Foi nesse ambiente, agravado por uma tentativa de homicídio, que Jair Bolsonaro se elegeu e aposta na remontagem de um cenário de desarrumação acrescido de contornos de grave crise institucional para se reeleger.
Conta com a intimidação como aliada à execução de seu intento. Quanto mais temerosa estiver a sociedade, quanto mais a maioria partidária da democracia estiver convencida de que o país está à beira de um golpe, quanto mais se repete essa ideia, mais se normaliza essa situação e se faz o jogo dos arautos da opressão.
Não significa dizer que se deva ignorar a óbvia preferência do ocupante do Palácio do Planalto por um regime de arbítrio, no qual ele pudesse dar vazão ao impulso de exercer o poder de modo absoluto, a fim de impor ao Brasil suas convicções retrógradas.
Não significa defender a indiferença e a inércia diante das repetidas ameaças chantagistas e bravateiras.
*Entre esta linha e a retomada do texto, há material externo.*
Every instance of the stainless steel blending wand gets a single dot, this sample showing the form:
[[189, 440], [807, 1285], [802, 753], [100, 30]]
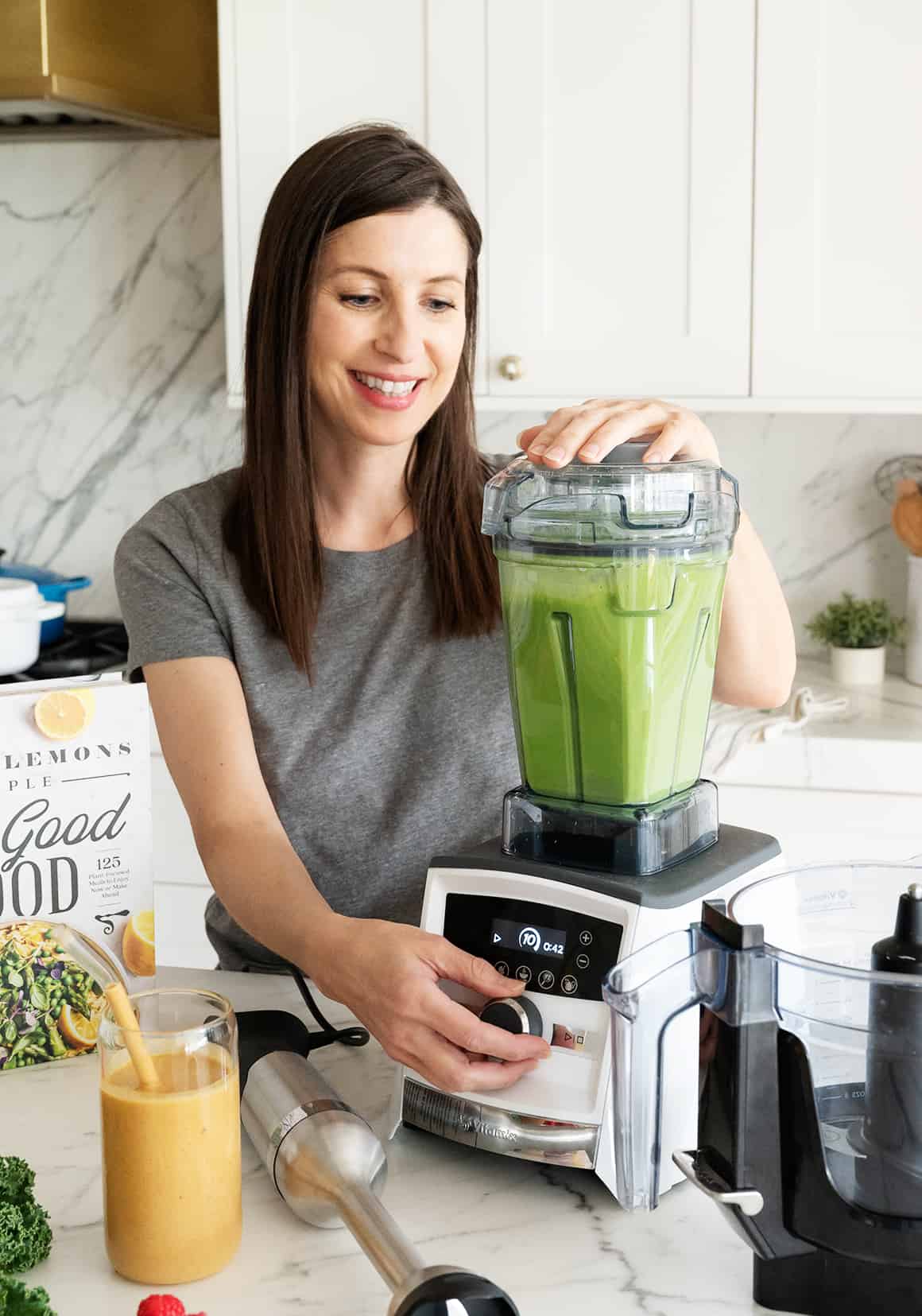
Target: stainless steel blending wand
[[331, 1167]]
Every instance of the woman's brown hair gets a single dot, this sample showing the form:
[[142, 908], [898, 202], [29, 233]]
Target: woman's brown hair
[[270, 526]]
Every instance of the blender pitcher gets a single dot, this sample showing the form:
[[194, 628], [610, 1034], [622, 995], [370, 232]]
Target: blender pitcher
[[612, 578], [811, 1079]]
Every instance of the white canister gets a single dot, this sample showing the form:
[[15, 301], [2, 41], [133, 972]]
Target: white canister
[[858, 666], [913, 669], [21, 615]]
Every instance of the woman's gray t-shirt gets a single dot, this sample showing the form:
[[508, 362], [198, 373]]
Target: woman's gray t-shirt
[[401, 747]]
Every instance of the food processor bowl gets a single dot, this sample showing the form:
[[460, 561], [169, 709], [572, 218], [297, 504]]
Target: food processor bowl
[[799, 952]]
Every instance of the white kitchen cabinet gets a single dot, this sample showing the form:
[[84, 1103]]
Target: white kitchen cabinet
[[180, 883], [670, 206], [838, 200], [292, 72], [618, 196], [606, 148]]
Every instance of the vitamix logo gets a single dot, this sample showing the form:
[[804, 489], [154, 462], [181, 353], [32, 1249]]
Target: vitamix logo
[[490, 1131]]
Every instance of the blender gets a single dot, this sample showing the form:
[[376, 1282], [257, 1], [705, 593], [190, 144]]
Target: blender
[[811, 1113], [612, 578]]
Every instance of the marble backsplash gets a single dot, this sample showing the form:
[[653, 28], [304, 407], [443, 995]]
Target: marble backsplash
[[112, 383]]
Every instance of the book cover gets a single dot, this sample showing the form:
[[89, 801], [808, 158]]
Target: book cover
[[76, 848]]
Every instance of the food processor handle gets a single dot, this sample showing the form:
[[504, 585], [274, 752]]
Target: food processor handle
[[646, 992]]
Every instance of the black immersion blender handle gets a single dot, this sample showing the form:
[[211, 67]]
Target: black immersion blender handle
[[432, 1293]]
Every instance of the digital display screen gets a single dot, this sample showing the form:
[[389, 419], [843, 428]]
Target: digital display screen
[[528, 936]]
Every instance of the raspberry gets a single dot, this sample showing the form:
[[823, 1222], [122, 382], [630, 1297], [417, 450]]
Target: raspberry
[[161, 1304]]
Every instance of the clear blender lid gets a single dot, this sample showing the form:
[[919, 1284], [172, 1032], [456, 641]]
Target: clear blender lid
[[617, 502]]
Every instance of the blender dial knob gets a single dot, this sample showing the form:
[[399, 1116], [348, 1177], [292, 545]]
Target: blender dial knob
[[514, 1014]]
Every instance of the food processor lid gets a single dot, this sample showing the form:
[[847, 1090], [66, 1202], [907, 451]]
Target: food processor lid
[[621, 502]]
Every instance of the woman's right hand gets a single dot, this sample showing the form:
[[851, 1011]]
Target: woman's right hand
[[388, 974]]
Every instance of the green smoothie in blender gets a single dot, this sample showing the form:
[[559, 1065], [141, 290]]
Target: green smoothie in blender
[[612, 578], [610, 670]]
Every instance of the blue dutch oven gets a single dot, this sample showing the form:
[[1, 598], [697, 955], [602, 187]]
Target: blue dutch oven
[[53, 587]]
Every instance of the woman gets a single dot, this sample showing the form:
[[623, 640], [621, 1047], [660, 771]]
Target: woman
[[320, 631]]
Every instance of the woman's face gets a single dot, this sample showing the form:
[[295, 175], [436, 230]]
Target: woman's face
[[388, 324]]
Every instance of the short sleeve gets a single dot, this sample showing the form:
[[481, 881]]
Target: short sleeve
[[165, 610]]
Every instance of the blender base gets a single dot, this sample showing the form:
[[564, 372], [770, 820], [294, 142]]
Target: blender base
[[823, 1283], [633, 840]]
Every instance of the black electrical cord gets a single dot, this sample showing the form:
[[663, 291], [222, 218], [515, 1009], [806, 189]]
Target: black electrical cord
[[353, 1036]]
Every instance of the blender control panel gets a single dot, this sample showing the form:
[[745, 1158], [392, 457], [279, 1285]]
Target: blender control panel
[[554, 952]]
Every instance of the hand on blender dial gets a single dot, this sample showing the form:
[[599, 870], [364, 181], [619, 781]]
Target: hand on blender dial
[[388, 974], [591, 432]]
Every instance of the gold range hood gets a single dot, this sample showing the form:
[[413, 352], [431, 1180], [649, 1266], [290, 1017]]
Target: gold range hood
[[108, 68]]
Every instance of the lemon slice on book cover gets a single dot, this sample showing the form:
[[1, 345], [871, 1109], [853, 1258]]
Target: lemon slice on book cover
[[64, 713], [76, 1030], [137, 945]]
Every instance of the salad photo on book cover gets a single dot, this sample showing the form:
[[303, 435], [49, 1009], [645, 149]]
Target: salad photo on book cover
[[76, 861]]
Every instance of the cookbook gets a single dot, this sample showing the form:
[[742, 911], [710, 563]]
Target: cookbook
[[76, 848]]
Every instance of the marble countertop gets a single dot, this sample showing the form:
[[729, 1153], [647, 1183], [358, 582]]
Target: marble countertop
[[874, 743], [552, 1239]]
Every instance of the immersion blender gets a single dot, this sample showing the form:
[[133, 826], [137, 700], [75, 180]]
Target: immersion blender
[[331, 1167]]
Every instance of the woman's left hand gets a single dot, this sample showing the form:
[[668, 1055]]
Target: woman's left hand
[[590, 432]]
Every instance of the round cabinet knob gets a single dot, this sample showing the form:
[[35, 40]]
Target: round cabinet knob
[[517, 1015], [512, 369]]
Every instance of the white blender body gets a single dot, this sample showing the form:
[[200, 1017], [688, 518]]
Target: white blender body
[[612, 580]]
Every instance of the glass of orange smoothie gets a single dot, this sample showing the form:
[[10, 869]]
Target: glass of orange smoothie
[[171, 1155]]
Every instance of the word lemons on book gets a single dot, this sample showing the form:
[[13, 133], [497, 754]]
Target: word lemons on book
[[137, 946], [64, 713]]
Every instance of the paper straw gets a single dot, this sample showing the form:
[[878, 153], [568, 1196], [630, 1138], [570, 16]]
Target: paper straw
[[141, 1058]]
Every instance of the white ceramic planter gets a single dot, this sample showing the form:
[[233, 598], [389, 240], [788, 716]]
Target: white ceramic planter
[[21, 615], [858, 666], [913, 669]]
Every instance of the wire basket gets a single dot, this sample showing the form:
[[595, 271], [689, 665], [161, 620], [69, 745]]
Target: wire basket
[[888, 476]]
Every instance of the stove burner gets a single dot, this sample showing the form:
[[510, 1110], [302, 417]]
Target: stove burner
[[84, 646]]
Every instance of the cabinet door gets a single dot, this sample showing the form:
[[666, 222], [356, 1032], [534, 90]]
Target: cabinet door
[[838, 199], [618, 195], [292, 72]]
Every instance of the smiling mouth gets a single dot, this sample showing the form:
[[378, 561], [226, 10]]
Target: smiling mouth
[[388, 387]]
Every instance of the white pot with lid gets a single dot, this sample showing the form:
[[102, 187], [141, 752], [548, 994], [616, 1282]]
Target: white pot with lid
[[22, 610]]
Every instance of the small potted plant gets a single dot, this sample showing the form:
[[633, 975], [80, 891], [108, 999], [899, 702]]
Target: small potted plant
[[858, 632]]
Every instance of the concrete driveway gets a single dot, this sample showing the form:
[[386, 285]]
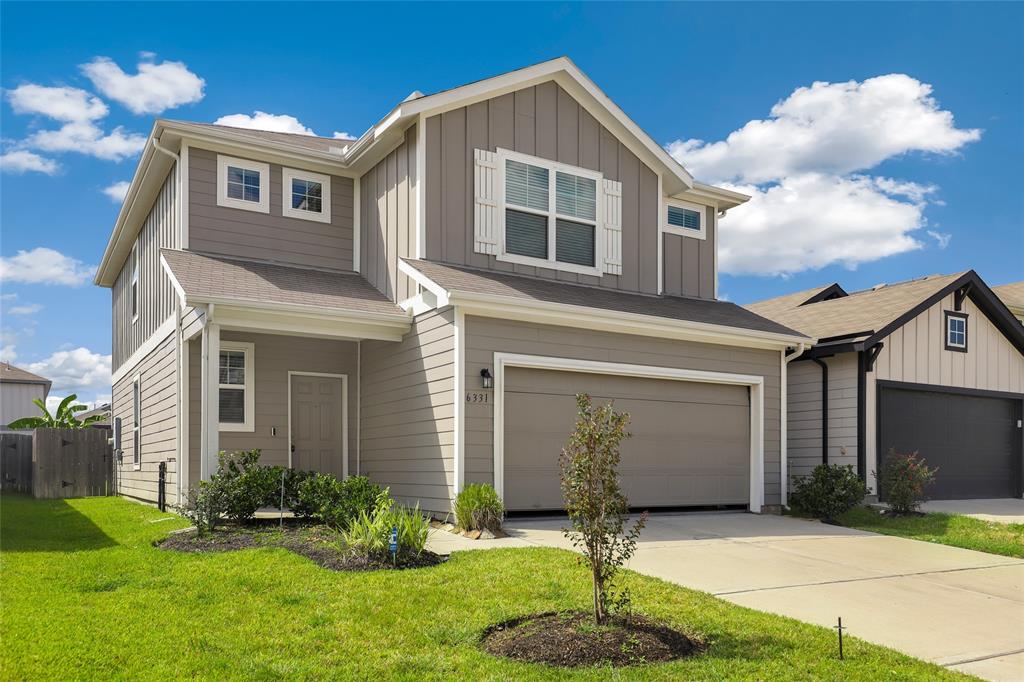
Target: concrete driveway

Ao contrário. O que não se pode é ceder ao medo. Não aquele que põe o ser humano em alerta contra o perigo, mas o excessivo que paralisa, confunde a capacidade de enxergar a realidade com nitidez e dá ao agressor a sensação de que está diante de presa fácil.
A sociedade brasileira que se organizou e se engajou nas lutas coletivas pela anistia, por eleições diretas, pela volta dos militares à disciplina dos quartéis, que viu a inesperada morte do primeiro presidente civil antes da posse, que viveu dois impeachments, uma hiperinflação e assistiu à condenação criminal da cúpula de um partido no poder sem abalos institucionais não está nem pode se colocar no lugar de vítima ante as investidas de caráter golpista.
Não há possibilidade de o Brasil voltar a ser presidido pela tirania, a menos que a sociedade construtora dos feitos acima descritos permita. A eficácia de uma barreira de contenção depende do poder civil, há mais de 35 anos no comando.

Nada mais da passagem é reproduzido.